On Wed, May 8, 2013 at 4:54 AM, Eric Thivierge ethivie...@hybride.comwrote:

 Anyone notice how many times this just doesn't work correctly? Even
 toggling the Closed volume inside often doesn't give the correct results as
 well...

 I have a voxel setup with particles and testing inside a geometry to keep
 the ones that are within, works, however there are many points still
 outside the geo that remain and aren't deleted. The ones left outside
 changes each frame as well.

 Anyone have any sure fire methods / workarounds that don't involve having
 helper nulls to delete the remaining ones outside?

 --
 Eric Thivierge
 ===
 Character TD / RnD
 Hybride Technologies





-- 
Our users will know fear and cower before our software! Ship it! Ship it
and let them flee like the dogs they are!


Re: Test inside geometry failing

2013-05-07 Thread Eric Thivierge

Thanks guys,

Ciaran, your addon actually works exceptionally well in my case. The 
slider for the Override_test_distance gets rid of the errant areas 
very very well. Not to mention generating this particle cloud is super 
fast now. You've saved me some late night work today. :)


I did try to roll my own but was still getting the unwanted areas. The 
tips on how to build it are appreciated as it may help in future cases.


Cheers,

Eric Thivierge
===
Character TD / RnD
Hybride Technologies

On 07/05/2013 7:23 PM, Ciaran Moloney wrote:
IIRC implementing the ray intersect technique is problematic in ICE, 
since the raycast node only returns the first intersection. You'd have 
to manually shoot subsequent rays after every hit.




On Wed, May 8, 2013 at 12:06 AM, Raffaele Fragapane 
raffsxsil...@googlemail.com mailto:raffsxsil...@googlemail.com wrote:


You could write/wire the test yourself.
Point inside hull is fairly trivial outside of fringe cases, shoot
a ray in any direction, if it intersects an odd number of times,
it's outside, even, it's inside.
You might want multiple rays and take the median of the result, or
work conservatively and flag it even if just one tests true.

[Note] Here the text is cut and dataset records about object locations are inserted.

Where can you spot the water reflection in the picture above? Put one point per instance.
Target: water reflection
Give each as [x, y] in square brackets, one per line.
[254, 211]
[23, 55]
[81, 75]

You can further refine this with a force field approach, run a
distance from hull (closest location on geo), and if the point is
close enough to a location with a normal facing away from its
distance vector remove it, and remove anything within a certain
threshold (very close) indiscriminately.

Testing against denser geometry also helps, even if it's more
expensive, sparse and variedly populated topology tends to
introduce more room for error.
Lastly, a triangulated mesh, especially if you have a certain
degree of dis-planarity in your geo on large enough areas, will
also improve things in my experience.



On Wed, May 8, 2013 at 4:54 AM, Eric Thivierge
ethivie...@hybride.com mailto:ethivie...@hybride.com wrote:

Anyone notice how many times this just doesn't work correctly?
Even toggling the Closed volume inside often doesn't give the
correct results as well...

I have a voxel setup with particles and testing inside a
geometry to keep the ones that are within, works, however
there are many points still outside the geo that remain and
aren't deleted. The ones left outside changes each frame as well.

Anyone have any sure fire methods / workarounds that don't
involve having helper nulls to delete the remaining ones outside?

-- 
Eric Thivierge

===
Character TD / RnD
Hybride Technologies





-- 
Our users will know fear and cower before our software! Ship it!

Ship it and let them flee like the dogs they are!